55 Pegasi

Observation data Epoch J2000 Equinox ICRS
- Constellation: Pegasus
- Right ascension: 23^{h} 07^{m} 00.25899^{s}
- Declination: +09° 24′ 34.1741″
- Apparent magnitude (V): 4.51

Characteristics
- Evolutionary stage: AGB
- Spectral type: M1IIIab
- U−B color index: +1.88
- B−V color index: +1.58
- Variable type: suspected

Astrometry
- Radial velocity (R_{v}): −5.34 km/s
- Proper motion (μ): RA: +6.41 mas/yr Dec.: −12.71 mas/yr
- Parallax (π): 10.7831±0.2694 mas
- Distance: 302 ± 8 ly (93 ± 2 pc)
- Absolute magnitude (M_{V}): −0.48

Details
- Mass: 1.61±0.13 M_{☉}
- Radius: 45.87+1.31 −1.38 R_{☉}
- Luminosity: 483.1±37.2 L_{☉}
- Surface gravity (log g): 0.80 cgs
- Temperature: 3,994±50 K
- Metallicity [Fe/H]: 0.23 dex
- Rotational velocity (v sin i): 3.8±1.5 km/s
- Age: 2.13±0.46 Gyr
- Other designations: 55 Peg, NSV 14428, BD+08°4997, FK5 1603, GC 32196, HD 218329, HIP 114144, HR 8795, SAO 127976

Database references
- SIMBAD: data

= 55 Pegasi =

Star in the constellation of Pegasus

55 Pegasi is a single star in the northern constellation of Pegasus. It is visible to the naked eye as a faint, reddish-hued point of light with a baseline apparent visual magnitude of 4.51. The star is located approximately 302 light years away from the Sun based on parallax, but it is moving closer with a radial velocity of −5 km/s.

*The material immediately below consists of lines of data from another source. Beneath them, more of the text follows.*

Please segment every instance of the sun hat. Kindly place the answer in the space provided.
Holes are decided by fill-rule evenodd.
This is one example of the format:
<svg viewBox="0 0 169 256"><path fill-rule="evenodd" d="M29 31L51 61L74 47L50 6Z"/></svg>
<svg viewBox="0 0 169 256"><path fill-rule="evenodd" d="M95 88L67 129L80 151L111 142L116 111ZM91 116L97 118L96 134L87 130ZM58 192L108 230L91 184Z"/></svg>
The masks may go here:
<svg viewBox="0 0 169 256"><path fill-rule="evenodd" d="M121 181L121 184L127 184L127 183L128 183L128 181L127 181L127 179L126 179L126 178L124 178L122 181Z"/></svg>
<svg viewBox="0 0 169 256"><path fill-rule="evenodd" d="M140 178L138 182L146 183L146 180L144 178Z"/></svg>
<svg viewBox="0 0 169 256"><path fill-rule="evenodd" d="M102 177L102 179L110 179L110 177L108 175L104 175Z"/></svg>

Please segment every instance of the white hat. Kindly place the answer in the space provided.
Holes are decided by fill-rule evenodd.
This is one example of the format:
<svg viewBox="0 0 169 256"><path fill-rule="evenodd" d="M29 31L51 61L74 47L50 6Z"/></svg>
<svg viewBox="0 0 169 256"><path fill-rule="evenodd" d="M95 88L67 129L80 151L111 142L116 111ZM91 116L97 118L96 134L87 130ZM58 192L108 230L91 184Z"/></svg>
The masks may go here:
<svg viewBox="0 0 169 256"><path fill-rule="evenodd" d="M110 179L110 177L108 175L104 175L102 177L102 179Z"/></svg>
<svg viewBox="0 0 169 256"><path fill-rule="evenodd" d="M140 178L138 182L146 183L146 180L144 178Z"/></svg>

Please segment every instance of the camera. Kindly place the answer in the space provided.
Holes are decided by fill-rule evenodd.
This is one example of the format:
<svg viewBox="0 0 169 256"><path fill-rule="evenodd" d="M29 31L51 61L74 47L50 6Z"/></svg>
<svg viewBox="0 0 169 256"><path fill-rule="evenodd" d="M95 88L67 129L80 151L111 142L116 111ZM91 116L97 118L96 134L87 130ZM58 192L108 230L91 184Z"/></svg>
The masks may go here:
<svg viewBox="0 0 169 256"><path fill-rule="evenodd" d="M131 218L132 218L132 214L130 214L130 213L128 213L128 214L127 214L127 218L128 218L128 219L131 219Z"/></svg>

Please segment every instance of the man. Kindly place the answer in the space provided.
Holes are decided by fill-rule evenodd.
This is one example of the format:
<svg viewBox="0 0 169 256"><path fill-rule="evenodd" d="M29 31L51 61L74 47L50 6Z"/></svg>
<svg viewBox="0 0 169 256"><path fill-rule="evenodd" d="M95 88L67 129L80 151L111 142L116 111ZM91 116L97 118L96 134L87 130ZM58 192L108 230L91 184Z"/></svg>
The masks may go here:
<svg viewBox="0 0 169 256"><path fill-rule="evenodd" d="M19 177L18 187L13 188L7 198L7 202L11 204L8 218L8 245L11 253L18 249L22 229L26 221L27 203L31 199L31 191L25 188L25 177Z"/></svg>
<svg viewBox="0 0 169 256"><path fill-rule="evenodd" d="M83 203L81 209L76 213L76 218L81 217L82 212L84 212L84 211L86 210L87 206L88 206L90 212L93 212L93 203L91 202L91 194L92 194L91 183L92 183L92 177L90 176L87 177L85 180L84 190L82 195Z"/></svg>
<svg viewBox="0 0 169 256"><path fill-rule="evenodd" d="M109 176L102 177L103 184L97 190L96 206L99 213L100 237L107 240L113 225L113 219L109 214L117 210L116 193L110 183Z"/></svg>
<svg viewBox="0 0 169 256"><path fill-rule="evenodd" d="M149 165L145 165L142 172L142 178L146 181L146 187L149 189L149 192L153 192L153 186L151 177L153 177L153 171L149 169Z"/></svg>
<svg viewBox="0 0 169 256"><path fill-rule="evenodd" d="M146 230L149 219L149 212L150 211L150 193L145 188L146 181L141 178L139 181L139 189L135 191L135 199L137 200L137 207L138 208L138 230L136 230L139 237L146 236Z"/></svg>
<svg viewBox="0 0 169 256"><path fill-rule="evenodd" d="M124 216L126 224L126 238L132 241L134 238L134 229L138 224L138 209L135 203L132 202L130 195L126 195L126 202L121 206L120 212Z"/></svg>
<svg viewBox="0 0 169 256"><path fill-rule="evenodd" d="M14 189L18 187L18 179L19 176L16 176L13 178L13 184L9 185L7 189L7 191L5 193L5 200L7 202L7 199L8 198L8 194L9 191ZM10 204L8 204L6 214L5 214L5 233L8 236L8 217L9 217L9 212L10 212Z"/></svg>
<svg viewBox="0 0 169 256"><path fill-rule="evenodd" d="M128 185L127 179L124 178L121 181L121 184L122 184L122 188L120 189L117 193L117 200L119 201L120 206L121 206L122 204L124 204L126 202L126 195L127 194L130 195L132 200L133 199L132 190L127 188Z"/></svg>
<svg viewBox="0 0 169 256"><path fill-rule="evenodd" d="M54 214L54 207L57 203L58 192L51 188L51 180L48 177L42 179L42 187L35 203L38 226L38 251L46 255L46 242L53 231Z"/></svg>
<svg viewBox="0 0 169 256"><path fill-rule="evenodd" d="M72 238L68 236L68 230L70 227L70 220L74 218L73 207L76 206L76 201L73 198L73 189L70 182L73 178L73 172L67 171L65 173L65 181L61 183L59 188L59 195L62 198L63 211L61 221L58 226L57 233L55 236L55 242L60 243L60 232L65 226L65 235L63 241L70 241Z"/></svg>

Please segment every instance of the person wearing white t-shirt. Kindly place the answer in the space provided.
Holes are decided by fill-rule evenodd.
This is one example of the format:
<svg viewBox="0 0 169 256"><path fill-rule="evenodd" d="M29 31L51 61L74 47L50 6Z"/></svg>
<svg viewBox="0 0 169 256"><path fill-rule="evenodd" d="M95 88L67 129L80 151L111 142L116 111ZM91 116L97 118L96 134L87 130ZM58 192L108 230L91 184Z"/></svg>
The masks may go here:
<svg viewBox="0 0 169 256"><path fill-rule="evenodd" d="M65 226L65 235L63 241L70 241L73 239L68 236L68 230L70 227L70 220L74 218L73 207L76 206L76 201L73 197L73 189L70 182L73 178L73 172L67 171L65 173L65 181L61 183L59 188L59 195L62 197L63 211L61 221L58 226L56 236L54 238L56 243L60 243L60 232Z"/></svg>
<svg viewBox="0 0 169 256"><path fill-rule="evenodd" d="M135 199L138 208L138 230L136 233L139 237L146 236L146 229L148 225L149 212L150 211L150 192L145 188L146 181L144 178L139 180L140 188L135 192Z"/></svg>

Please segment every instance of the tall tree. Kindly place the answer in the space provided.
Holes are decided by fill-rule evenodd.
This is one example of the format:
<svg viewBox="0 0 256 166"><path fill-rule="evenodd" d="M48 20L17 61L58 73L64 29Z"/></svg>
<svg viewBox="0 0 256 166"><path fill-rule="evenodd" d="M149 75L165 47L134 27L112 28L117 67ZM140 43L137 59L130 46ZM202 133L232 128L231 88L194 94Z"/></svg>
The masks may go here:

This is an aging red giant star on the asymptotic giant branch with a stellar classification of M1IIIab, having exhausted the supply of hydrogen at its core then expanded to 46 times the Sun's radius. It is a suspected variable, with an observed magnitude that ranges from 4.50 down to 4.56. The star is around two billion years old with 1.6 times the mass of the Sun. It is radiating 483 times the luminosity of the Sun from its swollen photosphere at an effective temperature of 3,994 K.